Tornadoes Have Side Effects: A Response to Victor Chernozhukov
Want to share your content on R-bloggers? click here if you have a blog, or here if you don't.
Recently I had a spirited conversation with Victor Chernozhukov, a leading econometrician whose work spans both traditional subjects like panel data modeling and newer application of machine learning models to causal inference. While I admire his work, I objected to his interpretation of a directed a-cyclic graph (DAG: read diagram) that showed fixed effects/varying intercepts as “latent confounders.” Below is Victor’s screenshot which he shared on Twitter:
Victor’s point was not related to the fixed effects-as-confounders aspect of the DAG but rather to people’s conflation of panel data with difference-in-difference methods (a point on which I happen to very much agree with him). We had a substantial back-and-forth over a different question: when including “fixed effects” in a panel data model, which involves including a separate intercept or dummy variable for each case/unit/subject \(i\), what do these intercepts/fixed effects represent in causal terms?
I think this is an important and largely overlooked question in Judea Pearl’s causal diagram analysis (though of course given how vast the literature is using his methods, I may have simply missed that paper). The promise of making causal graphs like the one above is that we can then figure out what we are likely to observe in Nature given a causal graph, and consequently what kind of statistical models we can use to identify effects. It’s really very cool, and it’s been a big help in my own work.
However, while I appreciate the usage of DAGs, it can be tricky to pin down exactly what they mean. As Pearl explains in his new Book of Why, the importance of causal analysis is to separate the things we see in the world that we are trying to understand from the limitations of mathematical models. To think in causal terms we have to have a causal language. So when we make a causal diagram, we have to think very carefully about how to translate it into other languages such as regression equations.
In a causal diagram, every node on the graph has to be its own separate causal factor.

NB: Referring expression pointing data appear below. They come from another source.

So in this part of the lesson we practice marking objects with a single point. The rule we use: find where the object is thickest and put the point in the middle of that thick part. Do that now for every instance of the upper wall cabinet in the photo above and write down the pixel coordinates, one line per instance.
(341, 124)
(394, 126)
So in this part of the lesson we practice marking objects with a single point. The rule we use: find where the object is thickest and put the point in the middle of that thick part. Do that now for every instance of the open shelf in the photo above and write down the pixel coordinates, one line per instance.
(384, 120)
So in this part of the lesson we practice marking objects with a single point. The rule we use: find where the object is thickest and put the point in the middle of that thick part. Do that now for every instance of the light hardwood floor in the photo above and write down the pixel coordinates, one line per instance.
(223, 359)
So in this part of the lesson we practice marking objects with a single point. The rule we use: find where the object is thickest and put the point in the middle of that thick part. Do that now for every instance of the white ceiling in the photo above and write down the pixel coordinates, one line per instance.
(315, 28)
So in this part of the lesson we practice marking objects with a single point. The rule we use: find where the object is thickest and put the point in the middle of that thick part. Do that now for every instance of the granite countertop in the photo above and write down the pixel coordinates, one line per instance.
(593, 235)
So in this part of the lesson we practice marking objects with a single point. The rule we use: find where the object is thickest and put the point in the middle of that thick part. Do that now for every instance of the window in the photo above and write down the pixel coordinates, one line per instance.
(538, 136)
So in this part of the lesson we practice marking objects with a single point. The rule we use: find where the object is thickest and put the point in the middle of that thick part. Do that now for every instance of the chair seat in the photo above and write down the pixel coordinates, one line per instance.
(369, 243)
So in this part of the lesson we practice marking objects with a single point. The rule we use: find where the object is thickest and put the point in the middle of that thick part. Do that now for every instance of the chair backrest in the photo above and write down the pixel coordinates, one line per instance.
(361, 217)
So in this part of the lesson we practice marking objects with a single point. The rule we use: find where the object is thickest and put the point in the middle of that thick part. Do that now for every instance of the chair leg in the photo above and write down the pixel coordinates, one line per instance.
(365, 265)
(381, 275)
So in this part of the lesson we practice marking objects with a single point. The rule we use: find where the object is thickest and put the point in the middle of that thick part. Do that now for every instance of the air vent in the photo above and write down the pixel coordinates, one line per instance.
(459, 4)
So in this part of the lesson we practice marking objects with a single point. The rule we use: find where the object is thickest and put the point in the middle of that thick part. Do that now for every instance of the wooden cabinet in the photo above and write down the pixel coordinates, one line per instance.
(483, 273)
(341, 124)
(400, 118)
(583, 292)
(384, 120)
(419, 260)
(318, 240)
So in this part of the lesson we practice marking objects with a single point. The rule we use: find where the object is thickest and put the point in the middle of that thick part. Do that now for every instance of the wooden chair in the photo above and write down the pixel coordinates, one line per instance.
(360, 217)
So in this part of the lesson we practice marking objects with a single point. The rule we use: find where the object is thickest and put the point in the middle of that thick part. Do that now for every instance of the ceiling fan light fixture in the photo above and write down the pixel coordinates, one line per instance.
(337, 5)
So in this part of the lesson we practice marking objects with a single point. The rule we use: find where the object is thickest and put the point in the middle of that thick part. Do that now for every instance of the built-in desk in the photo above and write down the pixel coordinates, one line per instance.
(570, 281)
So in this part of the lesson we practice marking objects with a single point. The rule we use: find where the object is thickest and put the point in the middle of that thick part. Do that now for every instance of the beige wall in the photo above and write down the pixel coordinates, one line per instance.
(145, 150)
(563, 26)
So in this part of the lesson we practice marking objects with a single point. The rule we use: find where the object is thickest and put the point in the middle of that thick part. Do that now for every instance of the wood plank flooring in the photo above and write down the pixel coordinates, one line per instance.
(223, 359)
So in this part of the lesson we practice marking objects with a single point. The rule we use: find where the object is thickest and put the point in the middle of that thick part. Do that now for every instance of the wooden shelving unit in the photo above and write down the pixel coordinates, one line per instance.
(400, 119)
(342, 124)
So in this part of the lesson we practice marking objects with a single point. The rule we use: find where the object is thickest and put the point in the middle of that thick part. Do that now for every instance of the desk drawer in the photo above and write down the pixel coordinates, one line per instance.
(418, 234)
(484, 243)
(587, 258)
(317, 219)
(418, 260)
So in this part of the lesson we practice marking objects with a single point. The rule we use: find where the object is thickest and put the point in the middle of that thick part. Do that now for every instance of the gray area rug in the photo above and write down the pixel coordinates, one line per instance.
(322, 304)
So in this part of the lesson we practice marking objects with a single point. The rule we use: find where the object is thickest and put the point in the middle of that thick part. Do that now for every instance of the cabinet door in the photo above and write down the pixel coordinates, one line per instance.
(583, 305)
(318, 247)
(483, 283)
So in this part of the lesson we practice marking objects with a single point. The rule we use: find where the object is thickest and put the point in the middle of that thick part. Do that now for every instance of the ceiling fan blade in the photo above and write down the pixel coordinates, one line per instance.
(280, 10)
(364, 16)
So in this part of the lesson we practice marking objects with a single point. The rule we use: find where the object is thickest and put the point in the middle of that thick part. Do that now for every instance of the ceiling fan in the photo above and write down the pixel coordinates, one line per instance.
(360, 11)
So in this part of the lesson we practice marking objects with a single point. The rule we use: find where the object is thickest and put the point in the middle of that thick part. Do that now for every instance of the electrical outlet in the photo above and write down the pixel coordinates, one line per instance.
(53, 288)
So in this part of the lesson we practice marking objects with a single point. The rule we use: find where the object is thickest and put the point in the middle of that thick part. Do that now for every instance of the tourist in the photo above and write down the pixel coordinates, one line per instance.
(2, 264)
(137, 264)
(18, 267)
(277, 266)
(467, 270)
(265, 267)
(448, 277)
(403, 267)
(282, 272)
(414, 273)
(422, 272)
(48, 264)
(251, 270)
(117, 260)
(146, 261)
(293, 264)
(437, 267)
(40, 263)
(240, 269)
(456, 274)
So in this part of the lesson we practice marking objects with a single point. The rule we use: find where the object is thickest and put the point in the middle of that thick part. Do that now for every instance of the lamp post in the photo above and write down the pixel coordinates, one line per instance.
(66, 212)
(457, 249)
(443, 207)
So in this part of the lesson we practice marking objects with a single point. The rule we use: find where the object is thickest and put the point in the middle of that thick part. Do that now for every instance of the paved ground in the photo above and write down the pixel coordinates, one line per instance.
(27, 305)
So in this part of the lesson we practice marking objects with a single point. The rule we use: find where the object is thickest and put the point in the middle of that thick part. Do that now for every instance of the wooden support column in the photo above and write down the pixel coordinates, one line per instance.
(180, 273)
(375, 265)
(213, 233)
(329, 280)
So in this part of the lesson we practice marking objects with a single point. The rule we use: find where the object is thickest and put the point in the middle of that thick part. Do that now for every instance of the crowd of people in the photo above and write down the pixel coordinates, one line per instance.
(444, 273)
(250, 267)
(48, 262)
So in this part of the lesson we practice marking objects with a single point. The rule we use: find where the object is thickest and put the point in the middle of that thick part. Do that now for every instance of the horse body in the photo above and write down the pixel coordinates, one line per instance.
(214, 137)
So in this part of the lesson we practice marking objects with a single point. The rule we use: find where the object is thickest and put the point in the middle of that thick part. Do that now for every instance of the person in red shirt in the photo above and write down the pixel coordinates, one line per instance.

For that to be true, it has to have some kind of independent existence in the “real world.” We could also call it a random variable–some trait we can observe that can take on multiple values. If we have a complete and accurate causal graph, we can then know with confidence which variables we need to measure to ensure so that our statistics have a causal interpretation.

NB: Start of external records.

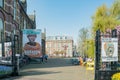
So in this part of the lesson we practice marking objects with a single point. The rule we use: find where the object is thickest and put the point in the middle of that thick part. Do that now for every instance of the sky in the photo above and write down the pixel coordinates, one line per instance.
(64, 17)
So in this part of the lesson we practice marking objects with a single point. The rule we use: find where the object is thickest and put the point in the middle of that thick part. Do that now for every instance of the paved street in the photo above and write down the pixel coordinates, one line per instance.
(54, 69)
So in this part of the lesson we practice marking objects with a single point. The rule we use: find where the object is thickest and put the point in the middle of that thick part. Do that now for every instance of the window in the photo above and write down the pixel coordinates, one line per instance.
(1, 3)
(1, 36)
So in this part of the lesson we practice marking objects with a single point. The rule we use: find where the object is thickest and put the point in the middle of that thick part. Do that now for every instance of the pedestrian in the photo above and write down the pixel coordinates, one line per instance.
(46, 57)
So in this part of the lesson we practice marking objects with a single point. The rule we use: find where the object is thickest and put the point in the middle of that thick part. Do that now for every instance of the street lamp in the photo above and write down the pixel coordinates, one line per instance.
(65, 48)
(14, 59)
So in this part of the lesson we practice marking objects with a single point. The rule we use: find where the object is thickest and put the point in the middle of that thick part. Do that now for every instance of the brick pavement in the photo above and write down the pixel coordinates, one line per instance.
(54, 69)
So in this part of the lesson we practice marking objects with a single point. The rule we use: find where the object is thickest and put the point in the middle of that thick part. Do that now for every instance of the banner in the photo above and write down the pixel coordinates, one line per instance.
(32, 42)
(109, 49)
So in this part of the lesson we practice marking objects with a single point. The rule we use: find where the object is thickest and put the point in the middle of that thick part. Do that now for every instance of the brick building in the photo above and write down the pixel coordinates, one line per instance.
(61, 46)
(14, 18)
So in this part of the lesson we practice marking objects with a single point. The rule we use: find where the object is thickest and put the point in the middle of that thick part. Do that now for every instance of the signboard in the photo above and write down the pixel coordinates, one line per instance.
(4, 70)
(109, 49)
(8, 50)
(32, 42)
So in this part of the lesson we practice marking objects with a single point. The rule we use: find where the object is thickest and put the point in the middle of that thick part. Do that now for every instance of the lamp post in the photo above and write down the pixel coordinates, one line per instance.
(65, 48)
(14, 59)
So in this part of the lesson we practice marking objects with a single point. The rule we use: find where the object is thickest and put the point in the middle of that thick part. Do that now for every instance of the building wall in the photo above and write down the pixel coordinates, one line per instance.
(59, 46)
(14, 18)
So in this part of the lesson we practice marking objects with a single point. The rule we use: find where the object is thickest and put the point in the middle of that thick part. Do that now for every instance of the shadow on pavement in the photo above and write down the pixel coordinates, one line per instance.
(30, 73)
(52, 62)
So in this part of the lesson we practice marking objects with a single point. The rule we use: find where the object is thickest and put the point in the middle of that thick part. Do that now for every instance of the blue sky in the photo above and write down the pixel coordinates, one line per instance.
(64, 17)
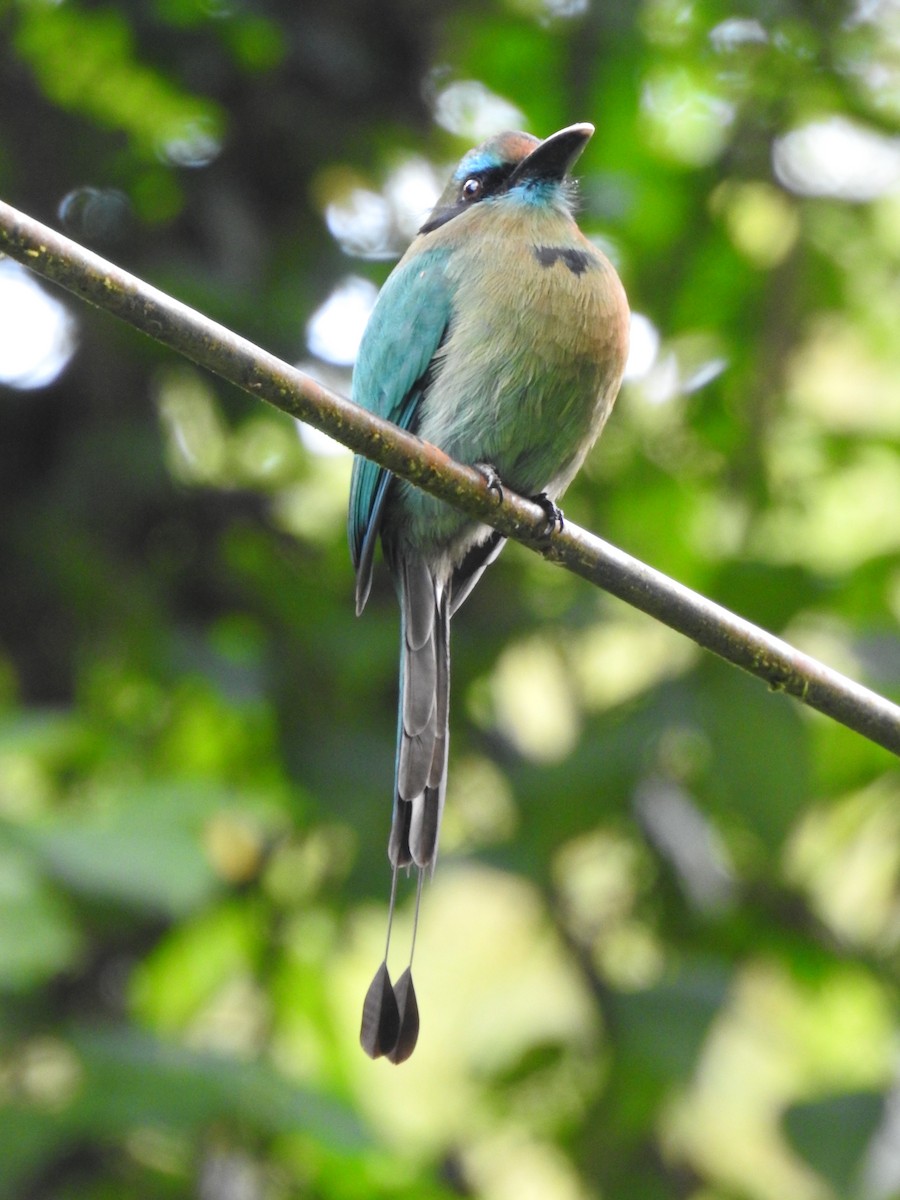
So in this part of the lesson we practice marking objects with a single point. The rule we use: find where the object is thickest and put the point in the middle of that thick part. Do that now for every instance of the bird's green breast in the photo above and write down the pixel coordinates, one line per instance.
(533, 357)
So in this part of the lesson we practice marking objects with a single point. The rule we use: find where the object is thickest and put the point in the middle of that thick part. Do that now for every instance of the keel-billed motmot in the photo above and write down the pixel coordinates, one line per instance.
(501, 337)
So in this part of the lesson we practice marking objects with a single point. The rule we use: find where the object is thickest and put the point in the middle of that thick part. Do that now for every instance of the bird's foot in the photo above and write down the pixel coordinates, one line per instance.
(553, 514)
(489, 473)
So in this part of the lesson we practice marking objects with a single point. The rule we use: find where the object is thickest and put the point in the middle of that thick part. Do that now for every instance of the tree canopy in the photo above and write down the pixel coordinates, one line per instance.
(659, 954)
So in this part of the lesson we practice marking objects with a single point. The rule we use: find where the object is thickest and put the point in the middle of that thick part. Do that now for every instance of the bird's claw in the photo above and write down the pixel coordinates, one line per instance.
(489, 473)
(552, 511)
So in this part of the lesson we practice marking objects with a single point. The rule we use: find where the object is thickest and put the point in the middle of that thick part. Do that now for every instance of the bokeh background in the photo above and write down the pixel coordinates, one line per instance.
(659, 958)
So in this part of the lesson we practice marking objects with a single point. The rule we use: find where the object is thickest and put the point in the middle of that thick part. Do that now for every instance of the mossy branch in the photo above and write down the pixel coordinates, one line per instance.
(239, 361)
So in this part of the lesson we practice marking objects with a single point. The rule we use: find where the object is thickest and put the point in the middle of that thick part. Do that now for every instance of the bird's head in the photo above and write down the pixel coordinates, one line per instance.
(516, 167)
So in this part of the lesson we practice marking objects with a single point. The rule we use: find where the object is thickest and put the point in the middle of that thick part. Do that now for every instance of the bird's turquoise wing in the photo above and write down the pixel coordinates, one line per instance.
(407, 325)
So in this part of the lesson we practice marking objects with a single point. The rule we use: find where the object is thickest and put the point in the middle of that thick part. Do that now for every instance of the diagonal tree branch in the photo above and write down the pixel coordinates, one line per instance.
(239, 361)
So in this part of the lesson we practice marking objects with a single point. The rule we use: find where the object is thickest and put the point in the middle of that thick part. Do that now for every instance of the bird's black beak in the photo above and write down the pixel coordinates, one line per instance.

Now going back to Figure 8.1 above, it’s useful to think about the nodes on this graph and what they mean. The two main actors in the graph are \(D_{it}\), the treatment or main predictor of interest, and \(Y_{it}\), the outcome, indexed by \(i\) for cases/units/subjects and \(t\) for time. We also have two potential confounding variables, \(W_{it}\) and \(\alpha_i\). \(W_{it}\) is a conventional confounder: it sets up a “back-door” path between the treatment \(D_{it}\) and the outcome \(Y_{it}\) by causing both of them. If we don’t include \(W_{it}\), its causal influence will get absorbed by \(D_{it}\) in our regression model and we won’t know what the real causal effect of \(D_{it}\) is.
All well and good so far, but we still have this mysterious \(\alpha_i\). The first thing you should notice, of course, is that this variable is not indexed by \(t\). Why is that? Well, these variables represent intercepts or dummy variables that are included in the model, one for each case/subject/unit in the data. The DAG is claiming that these intercepts confound the relationship between \(D_{it}\) and \(Y_{it}\) in a manner identical to \(W_{it}\), and interestingly, also cause \(W_{it}\) in some sense. Based on this DAG, we must then include these intercepts to identify the effect of \(D_{it}\) just as we did with \(W_{it}\). Problem solved! We can all now go get a beer and call it a day.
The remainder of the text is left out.